Shootout in Jordan Kills 3 Officers, Suspect
AMMAN (AP/Middle East Eye) – Three police officers were killed in a restive area of southern Jordan on Monday while trying to arrest suspects in last week’s slaying of a police commander. The main suspect was also killed in the gunbattle, authorities said.
The shootout took place near the town of Maan, where Abdul Razzaq Abdel Hafez al-Dalabeh, a local deputy police director, was killed last week. The region is an impoverished and marginalized area of the country with high unemployment. In the past, there were expressions of support for the Daesh terrorists in the area.
Jordanian police said nine suspects were arrested, allegedly members of what they called a terrorist cell with “takfiri ideology,” a term used to describe extremists.
The Public Security Directorate said officers surrounded the location of the suspects in the killing of the commander. One suspect “fired heavy bullets from an automatic weapon,” and the officers returned fire, the statement also said. It added that officers seized “automatic firearms and a large amount of ammunition.”

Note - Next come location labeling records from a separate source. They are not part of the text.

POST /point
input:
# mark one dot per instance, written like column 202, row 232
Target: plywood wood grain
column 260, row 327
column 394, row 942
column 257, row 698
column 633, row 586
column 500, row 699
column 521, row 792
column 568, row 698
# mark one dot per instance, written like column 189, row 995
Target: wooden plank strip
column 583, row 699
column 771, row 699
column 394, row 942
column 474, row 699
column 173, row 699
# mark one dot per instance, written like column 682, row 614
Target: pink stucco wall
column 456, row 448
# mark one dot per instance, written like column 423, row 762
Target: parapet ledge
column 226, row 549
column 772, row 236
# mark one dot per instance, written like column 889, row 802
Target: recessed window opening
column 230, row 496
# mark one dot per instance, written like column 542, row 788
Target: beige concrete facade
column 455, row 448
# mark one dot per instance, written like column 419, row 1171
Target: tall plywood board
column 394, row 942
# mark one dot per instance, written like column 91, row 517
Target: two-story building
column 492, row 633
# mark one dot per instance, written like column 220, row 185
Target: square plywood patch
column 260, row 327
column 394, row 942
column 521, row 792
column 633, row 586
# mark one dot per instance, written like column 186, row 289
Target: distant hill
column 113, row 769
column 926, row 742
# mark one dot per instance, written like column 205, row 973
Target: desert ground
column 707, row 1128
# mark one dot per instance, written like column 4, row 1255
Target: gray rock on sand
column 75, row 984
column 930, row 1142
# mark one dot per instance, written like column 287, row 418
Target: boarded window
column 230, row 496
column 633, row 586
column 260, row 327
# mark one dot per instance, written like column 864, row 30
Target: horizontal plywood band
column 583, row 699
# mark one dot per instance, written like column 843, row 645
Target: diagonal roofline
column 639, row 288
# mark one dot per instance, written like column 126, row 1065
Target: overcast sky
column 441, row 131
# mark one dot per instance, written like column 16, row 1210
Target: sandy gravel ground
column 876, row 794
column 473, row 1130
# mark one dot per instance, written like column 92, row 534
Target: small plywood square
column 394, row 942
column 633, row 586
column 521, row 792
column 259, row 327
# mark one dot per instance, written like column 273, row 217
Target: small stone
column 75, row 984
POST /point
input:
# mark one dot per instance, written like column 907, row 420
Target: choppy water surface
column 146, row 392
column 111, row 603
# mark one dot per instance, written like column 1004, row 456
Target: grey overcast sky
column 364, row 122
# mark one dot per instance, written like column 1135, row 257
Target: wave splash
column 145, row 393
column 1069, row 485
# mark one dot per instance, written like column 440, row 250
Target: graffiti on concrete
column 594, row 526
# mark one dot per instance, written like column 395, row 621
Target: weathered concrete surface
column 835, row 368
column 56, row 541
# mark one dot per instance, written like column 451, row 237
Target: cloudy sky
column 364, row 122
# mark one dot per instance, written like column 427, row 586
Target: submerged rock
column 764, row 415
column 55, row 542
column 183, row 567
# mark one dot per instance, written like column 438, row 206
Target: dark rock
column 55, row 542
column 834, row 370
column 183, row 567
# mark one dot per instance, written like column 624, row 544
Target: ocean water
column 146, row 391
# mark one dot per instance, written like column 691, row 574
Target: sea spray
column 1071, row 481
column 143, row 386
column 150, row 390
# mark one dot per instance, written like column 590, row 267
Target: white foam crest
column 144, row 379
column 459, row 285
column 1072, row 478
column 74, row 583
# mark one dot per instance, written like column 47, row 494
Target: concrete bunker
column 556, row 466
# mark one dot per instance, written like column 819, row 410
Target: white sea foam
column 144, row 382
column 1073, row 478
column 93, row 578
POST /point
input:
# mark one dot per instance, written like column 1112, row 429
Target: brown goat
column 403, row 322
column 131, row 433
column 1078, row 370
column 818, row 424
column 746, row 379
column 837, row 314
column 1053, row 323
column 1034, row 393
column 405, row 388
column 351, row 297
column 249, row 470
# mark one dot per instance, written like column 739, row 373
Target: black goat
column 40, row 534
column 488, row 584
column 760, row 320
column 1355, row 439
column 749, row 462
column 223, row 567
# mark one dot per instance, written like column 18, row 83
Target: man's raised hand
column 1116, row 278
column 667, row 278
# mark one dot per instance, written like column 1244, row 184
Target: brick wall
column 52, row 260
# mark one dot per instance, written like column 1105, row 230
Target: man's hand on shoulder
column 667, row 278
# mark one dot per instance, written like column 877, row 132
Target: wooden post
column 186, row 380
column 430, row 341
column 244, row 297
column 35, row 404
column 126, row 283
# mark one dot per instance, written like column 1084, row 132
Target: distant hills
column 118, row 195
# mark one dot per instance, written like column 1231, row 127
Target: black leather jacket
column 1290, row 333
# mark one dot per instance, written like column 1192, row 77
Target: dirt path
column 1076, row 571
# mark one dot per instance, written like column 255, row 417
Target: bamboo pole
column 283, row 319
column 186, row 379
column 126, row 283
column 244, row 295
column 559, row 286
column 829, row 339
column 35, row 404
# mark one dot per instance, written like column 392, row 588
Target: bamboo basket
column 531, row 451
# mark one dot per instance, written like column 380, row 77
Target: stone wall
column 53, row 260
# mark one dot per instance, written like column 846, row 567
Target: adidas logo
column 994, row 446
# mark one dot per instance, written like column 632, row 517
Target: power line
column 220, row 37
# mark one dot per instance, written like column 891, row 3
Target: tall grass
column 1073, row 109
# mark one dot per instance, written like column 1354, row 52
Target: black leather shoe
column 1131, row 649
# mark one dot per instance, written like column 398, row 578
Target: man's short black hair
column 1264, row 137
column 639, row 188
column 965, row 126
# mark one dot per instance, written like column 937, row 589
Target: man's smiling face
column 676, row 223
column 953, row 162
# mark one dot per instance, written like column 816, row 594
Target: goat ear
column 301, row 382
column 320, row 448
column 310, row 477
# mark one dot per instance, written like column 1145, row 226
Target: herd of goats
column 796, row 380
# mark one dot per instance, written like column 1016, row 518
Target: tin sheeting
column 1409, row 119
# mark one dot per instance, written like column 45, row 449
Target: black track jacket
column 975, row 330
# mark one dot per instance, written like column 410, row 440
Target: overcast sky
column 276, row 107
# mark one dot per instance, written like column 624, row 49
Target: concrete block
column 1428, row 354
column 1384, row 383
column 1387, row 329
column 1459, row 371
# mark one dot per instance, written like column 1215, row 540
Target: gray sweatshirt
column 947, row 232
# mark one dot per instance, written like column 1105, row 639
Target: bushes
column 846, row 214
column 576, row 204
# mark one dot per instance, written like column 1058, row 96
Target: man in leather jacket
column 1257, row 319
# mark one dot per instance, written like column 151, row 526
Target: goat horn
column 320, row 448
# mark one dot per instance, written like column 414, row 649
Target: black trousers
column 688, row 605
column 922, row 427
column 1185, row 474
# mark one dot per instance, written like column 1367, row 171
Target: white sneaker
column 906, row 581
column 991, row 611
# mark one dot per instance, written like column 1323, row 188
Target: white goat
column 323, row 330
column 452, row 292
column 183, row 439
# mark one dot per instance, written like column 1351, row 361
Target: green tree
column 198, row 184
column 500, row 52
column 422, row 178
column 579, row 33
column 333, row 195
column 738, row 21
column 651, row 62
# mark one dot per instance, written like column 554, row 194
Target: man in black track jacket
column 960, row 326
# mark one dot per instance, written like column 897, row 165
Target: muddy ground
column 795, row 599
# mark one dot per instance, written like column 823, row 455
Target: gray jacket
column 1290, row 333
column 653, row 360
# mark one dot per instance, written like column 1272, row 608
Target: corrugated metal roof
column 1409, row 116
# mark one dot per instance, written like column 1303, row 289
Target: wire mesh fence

The arrests followed some of the worst unrest the kingdom has seen in recent years, after truck drivers launched a strike over soaring fuel prices. Strikes and protests spread to several cities across Jordan and demonstrators clashed with police last Thursday.
Jordanian authorities temporarily suspended access to TikTok on Friday, with many users complaining that they could not access it.
The cybercrimes unit of the PSD said that it had suspended the platform because of what it described as “misuse by its users, whether by glorifying violence, calls for chaos, promoting videos from outside the kingdom and falsifying them to influence the feelings of citizens”.
Since the beginning of the year, the government has raised the price of diesel six times, and five times for petrol, although it brought down the cost of the latter twice in the past two months.
It began gradually removing all subsidies on fuel and regularly increasing taxes in 2017, as part of conditions imposed by the International Monetary Fund with the aim of ending subsidies.
In another development, truck drivers in Jordan’s Maan signed an agreement with lawmakers to end a 17-day strike that has seen major disruption to traffic and supply chains and the death of a senior police officer.
Under the deal, which was signed by six members of parliament, the drivers agreed to evacuate main highways and go back to work under a pledge that their demands would be met.
The workers — most of whom hail from the southern cities of Maan, Tafileh and Karak — have demanded lower fuel prices and the cancellation of a special tax on fuel derivatives.